Liquidating Assets Can Make a Financial Affidavit More Difficult
A legal document called a Financial Affidavit or Financial Statement requires both spouses to disclose all financial information. Spouses must disclose not only assets, such as income from salaries, stocks or businesses; but also liabilities such as debt from credit cards, loans, or mortgages. The Financial Affidavit is used by the Court to determine how resources and debt should be divided. It is also used to determine the amount of alimony or child support that is paid.
Reasons to hide assets during a divorce may include revenge, greed, fear or not having enough to support oneself, or fear that the other spouse is also hiding assets.It’s important to be aware of the most common ways people hide assets during an impending divorce to help prevent the problem and ensure a smoother divorce process. Hiding cash is probably the easiest way to hide assets because it is more difficult to trace. Safes, deposit boxes, under the mattress, or at the office are popular locations to hide cash without a paper trail.
Hiding Assets from Your Spouse Can Lead to Additional Legal Repercussions
Spouses may also create new bank or investment accounts to hide assets during a divorce. Stocks, bank balances, and other investments can be transferred to a family member, business partner, or dummy account and then retrieved later.
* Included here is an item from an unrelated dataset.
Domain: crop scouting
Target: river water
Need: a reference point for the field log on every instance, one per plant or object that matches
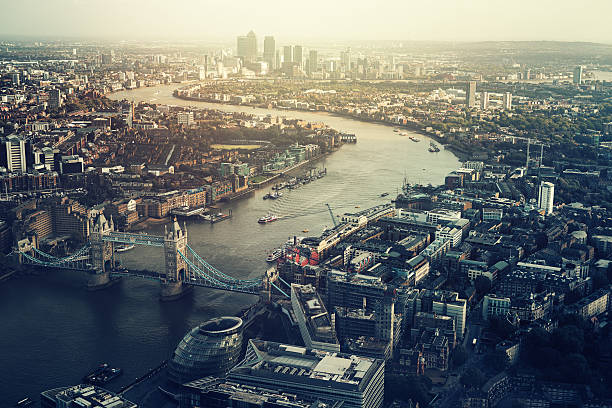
(53, 331)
Assets can also be hidden in new retirement accounts, municipal bonds, traveler’s checks, or savings bonds. These financial statements often are mailed to the home address. A change in regular delivery could indicate that marital assets are being diverted.
Another way assets are hidden during a divorce is through underreporting income. A spouse’s income or the value of his or her business can be underreported until the divorce is final. A sudden decrease in a spouse’s salary could indicate that bonuses or commissions are being held for future distribution. Underreporting the value of the business can be done by not signing new clients until after the divorce or by paying non-existent employees.
In addition to underreporting income, undervaluing property is another way of reducing a spouse’s bottom line on the Financial Affidavit. Assets such as jewelry, collections, or artwork can be easily undervalued, hidden, or diverted. Lastly, it is possible that a spouse could over pay certain creditors, loans, the IRS, or even a family member could “hold” a loan payment for the spouse. Presumably after the divorce, the spouse would receive a refund which would not be reflected in the Financial Affidavit.
How SLH Can Help Guide You Through the Divorce Process
The risks of hiding assets in a divorce outweigh the returns. Spouses who hide assets could be found guilty of perjury for lying on the Financial Affidavit. Some penalties are more severe. In some cases, the judge may award the full amount of the hidden assets to the other spouse plus any related reasonable attorney’s fees.
Unfortunately, it is usually the party with more financial resources that is hiding the assets and the party with fewer resources that must prove this claim. Someone who suspects that his or her spouse is diverting or hiding marital assets should consider the counsel of an experienced divorce lawyer who can help prove the claim. A divorce lawyer can help the client create a lifestyle analysis which provides the court with the couple’s spending habits and living expenses during their marriage and could ultimately achieve a fair divorce settlement.